Intuitively, I would want to ground my amplifier as close as possible to wherever the head unit/source-of-signal is grounded, to minimize the potential for ground loops - I want a very low resistance path between my amplifier's ground and my head unit's ground.

Even if my amp was in the trunk, and I had to run the ground all the way back up to wherever the head unit is grounded and attach to there, it seems that would be better than grounding through a stretch of car body of surely small, but unknown resistance; def no expert here, but would it perhaps introduce potential for EMI too?

Why does grounding close to the amp help?

Sorry if this is asked a lot - it seems like it would be, but I searched around and couldn't find anything.

Thanks
L


----------



## Speedhunter (Feb 21, 2020)

Each wire size has its max current rating which diminsh by the added lenght. This is why they recomend as short as posible for ground wire.
Chasis of the car is the biggest conductor you have to connect amplifier ground to the battery ground. There is a point where is necessery to run the ground wire all the way to the battery terminal, but leave that to guys who run 10kW+ amplifiers.


----------



## ckirocz28 (Nov 29, 2017)

routevegetable said:


> Hey all, am new to all of this but reasonably versed in basic electronics/electrical stuff.
> 
> There is a lot of advice saying you should ground your amplifier as close to the amplifier as possible - with as short-as-possible wire.
> I'm not saying this is wrong, but I don't understand why doing this would be a good thing.
> ...


Big wire is cheaper if it's shorter, also, the body/frame of the car will carry more current than you'll ever run through it. You want them grounded to the same place as your head unit, run a small ground wire from the head unit to the amplifier ground location.
That seems like a bit of a smartass response but I really don't mean it that way. 

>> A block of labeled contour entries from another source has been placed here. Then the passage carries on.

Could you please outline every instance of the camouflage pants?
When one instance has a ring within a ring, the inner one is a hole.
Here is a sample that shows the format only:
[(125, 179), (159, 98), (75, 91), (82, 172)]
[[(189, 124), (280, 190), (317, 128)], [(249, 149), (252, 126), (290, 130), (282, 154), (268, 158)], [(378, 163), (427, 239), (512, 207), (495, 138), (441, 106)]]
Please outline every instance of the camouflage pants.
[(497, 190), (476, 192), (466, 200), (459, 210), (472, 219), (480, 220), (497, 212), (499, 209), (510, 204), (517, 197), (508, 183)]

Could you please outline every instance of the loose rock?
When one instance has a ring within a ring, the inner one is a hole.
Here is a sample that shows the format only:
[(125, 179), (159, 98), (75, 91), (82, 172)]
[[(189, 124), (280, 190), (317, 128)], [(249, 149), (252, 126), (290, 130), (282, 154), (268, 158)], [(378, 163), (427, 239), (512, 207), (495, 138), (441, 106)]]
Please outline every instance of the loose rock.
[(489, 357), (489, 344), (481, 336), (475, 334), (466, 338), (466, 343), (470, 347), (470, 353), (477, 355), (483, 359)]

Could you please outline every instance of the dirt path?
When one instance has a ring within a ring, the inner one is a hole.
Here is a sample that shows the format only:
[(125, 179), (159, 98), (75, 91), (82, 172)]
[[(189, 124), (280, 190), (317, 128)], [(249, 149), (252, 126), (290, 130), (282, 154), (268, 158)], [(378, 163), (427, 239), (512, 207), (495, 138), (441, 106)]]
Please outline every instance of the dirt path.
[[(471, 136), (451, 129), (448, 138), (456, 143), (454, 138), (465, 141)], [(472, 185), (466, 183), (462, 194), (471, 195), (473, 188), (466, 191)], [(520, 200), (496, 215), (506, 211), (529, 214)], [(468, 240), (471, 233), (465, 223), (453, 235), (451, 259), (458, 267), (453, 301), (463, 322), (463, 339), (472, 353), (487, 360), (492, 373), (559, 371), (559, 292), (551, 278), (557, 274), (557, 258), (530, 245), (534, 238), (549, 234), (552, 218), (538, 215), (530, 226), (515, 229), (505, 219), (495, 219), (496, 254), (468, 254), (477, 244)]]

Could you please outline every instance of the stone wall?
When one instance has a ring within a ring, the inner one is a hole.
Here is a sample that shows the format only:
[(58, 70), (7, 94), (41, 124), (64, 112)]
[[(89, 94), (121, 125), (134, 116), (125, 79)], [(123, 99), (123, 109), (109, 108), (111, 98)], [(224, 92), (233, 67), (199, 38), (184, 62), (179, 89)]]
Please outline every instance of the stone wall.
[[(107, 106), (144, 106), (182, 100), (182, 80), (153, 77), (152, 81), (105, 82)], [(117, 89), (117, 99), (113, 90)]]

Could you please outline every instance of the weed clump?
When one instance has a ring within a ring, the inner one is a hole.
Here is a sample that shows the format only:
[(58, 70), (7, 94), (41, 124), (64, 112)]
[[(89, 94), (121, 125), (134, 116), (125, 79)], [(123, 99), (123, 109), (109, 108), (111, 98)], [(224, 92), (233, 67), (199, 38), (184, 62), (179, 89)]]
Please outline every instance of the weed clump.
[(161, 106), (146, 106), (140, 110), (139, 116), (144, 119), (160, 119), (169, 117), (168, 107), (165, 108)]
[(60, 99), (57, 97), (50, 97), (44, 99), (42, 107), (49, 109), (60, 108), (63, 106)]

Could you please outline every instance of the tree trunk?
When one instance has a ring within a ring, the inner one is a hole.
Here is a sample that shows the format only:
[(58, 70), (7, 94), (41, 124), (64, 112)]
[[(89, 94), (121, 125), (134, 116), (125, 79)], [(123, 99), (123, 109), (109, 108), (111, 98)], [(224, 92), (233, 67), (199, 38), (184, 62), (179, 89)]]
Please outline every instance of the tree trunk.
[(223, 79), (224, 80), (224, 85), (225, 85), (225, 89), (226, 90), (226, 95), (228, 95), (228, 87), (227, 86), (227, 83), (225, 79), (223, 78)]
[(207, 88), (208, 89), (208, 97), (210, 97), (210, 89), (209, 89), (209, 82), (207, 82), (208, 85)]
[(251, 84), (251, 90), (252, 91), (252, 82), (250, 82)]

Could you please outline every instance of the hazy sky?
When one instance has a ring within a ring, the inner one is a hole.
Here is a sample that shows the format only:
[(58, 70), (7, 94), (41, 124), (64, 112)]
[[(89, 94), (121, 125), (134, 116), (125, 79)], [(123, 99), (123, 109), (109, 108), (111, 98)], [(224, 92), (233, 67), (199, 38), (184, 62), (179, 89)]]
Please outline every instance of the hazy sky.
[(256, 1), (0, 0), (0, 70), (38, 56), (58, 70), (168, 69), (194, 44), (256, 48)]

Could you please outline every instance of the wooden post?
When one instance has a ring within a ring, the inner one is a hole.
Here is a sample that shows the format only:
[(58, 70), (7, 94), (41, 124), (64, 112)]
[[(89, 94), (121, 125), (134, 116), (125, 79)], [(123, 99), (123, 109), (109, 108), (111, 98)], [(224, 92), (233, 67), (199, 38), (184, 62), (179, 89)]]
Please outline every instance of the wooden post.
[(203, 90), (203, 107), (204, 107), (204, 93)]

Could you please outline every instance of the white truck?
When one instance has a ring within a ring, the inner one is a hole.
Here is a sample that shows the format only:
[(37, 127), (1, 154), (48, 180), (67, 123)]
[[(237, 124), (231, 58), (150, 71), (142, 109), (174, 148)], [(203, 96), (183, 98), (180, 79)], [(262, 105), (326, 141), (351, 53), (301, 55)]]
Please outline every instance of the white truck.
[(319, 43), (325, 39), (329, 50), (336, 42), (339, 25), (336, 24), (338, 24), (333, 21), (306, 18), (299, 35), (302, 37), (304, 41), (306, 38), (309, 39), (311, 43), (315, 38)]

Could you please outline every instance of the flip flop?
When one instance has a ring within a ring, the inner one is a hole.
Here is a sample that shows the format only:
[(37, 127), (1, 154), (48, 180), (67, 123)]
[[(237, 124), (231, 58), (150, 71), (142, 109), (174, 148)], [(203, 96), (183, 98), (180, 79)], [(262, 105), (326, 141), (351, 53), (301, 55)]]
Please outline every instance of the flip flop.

Sent from my SM-G935U using Tapatalk


----------



## routevegetable (7 mo ago)

Ah k, sounds like it really is just about the reduced copper cost. Which makes sense - sh*t's expensive! Stuff I was reading seemed to be suggesting it's about noise immunity, and I didn't understand how.

Thanks for the responses!
L


----------



## miniSQ (Aug 4, 2009)

i had a flashback to the 90's.


----------



## bnae38 (Oct 3, 2015)

miniSQ said:


> i had a flashback to the 90's.


A good time for music.


----------



## ckirocz28 (Nov 29, 2017)

routevegetable said:


> Ah k, sounds like it really is just about the reduced copper cost. Which makes sense - sh*t's expensive! Stuff I was reading seemed to be suggesting it's about noise immunity, and I didn't understand how.
> 
> Thanks for the responses!
> L


Yeah, it's cheaper and easier to run a small head unit ground than it is to run multiple large amp grounds.

Sent from my SM-G935U using Tapatalk


----------